Monday, September 08, 2008

Local Daily Hampshire Gazette Story

Here's an excerpt from another story in our local paper which might give you a sense of Northampton, Massachusetts.

The 'humane micropolis'
Northampton has evolved on its own terms

From this perspective, Northampton may be described as truly a "Humane Micropolis"- a humane metropolis writ small. It is blessed of course with a congenial physical setting, a diverse housing stock, a broad-based economy, cultural vitality, and a strong sense of community. And Northampton has long been energized and enriched intellectually through past residents like Joseph Parsons Sr., Jonathon Edwards, Sojourner Truth, Samuel Hill, Sophia Smith, E. H. R. Lymon, William Fenno Pratt, Calvin and Grace Coolidge, Mr. and Mrs. Frank Newhall Look, and their counterparts today such as . . . (fill in your favorites).

We are an educational town, an arts town, and a business town, but we are also a tolerant and welcoming community to people of various life pursuits, lifestyles, and life experience. The vitality of Northampton is not confined to its downtown but is discovered in its back streets and hidden neighborhoods like the Montview Town Farm near the Connecticut River levee, the African American Heritage Trail in Florence, the renovated mills along Riverside Drive in Bay State, or Water Street in Leeds. Regardless of neighborhood economic status, our side streets are graced with impromptu patches of wildflowers, sunflowers, tomatoes, blackberries and ferns, overshadowed by iconic oaks, maples, sycamore, white pine, and spruce trees. Our expanding system of rail trails encourages off-street exploration by bike or foot, while promoting fitness and casual neighborly chit-chat.

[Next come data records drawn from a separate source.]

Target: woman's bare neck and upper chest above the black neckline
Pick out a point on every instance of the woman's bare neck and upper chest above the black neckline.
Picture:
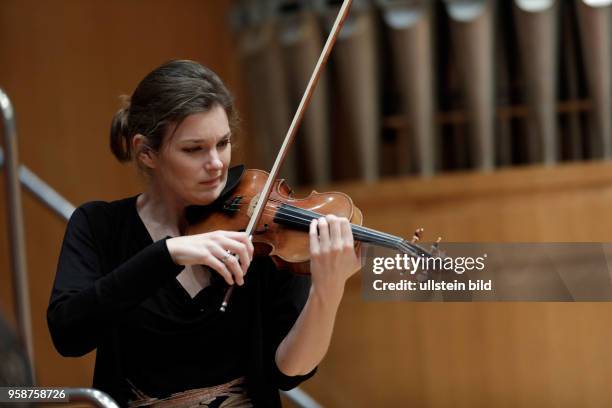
(162, 212)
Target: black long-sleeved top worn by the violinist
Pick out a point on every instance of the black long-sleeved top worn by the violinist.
(116, 291)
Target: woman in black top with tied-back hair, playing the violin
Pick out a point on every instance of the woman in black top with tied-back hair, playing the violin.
(131, 285)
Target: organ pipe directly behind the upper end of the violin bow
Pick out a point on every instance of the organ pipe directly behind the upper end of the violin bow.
(355, 61)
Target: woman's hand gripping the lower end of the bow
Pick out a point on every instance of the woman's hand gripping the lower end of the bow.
(215, 249)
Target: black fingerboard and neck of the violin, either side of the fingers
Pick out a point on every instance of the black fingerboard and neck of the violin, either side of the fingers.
(300, 218)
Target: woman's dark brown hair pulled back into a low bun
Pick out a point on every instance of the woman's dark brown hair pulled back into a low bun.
(166, 96)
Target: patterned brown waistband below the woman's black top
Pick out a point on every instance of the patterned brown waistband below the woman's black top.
(229, 395)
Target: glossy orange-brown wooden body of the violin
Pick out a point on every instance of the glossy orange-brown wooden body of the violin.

And this is a caring community, as attested by the faith-based and nonprofit services such as the Survival Center, the Grove Street Inn, the Manna meal program, and the winter cot program, When the Meadowbrook apartment complex was faced with gentrification, a coalition of housing advocates, the mayor's office, and tenants orchestrated a sale of the property to a new owner willing to continue affordable rents for many of its units. Village Hill, site of the former Northampton State Hospital, is now the scene of an ambitious redevelopment effort in which half of its 207 authorized dwelling units will be reserved for individuals and families eligible for "affordable housing."

To suggest that Northampton has evolved organically without a preconceived plan is not to claim that planning is irrelevant here. We have had planning and zoning since at least the 1940s. And we have plenty of planning disputes today such as the proposed hotel near Pulaski Park, the landfill expansion, Village Hill, North Avenue Woods, and a possible new Rt. 91 interchange. But the planning and zoning process essentially is reactive to specific proposals and procedural in setting "rules of the game" for land use changes.

Massachusetts is unusual among states in not requiring zoning to be "in accordance with comprehensive plan" and that has perhaps been to our benefit. Planning here deals with needed infrastructure, including "green infrastructure" like conservation areas, bikeways, improved walkability, and tree planting. But fortunately, the funky pre-zoning neighborhoods in Florence, Bay State, and near downtown have been little affected by zoning which typically ratifies the status quo rather than create nonconforming use problems. Post-zoning subdivisions like the Ryan Road area are more akin to standard suburbs across the country than to the older parts of Northampton.

Northampton has mercifully been spared top-down, macro plans in vogue from the Garden City era to Urban Renewal in the 1960s. Unlike architect and developer-driven concepts of urban design, the Humane Metropolis has few aesthetic preconceptions. Ecology is "messy" and so are older communities like ours. But who wants to live in an "ideal community" planned by outside experts when we can live in the "Paradise of America" (aka "The Humane Micropolis"), a work always in process of adaptation by its fortunate inhabitants.

Rutherford Platt, a resident of Florence, is Emeritus Professor of Geography at UMass Amherst and author/editor of several books on cities and land use.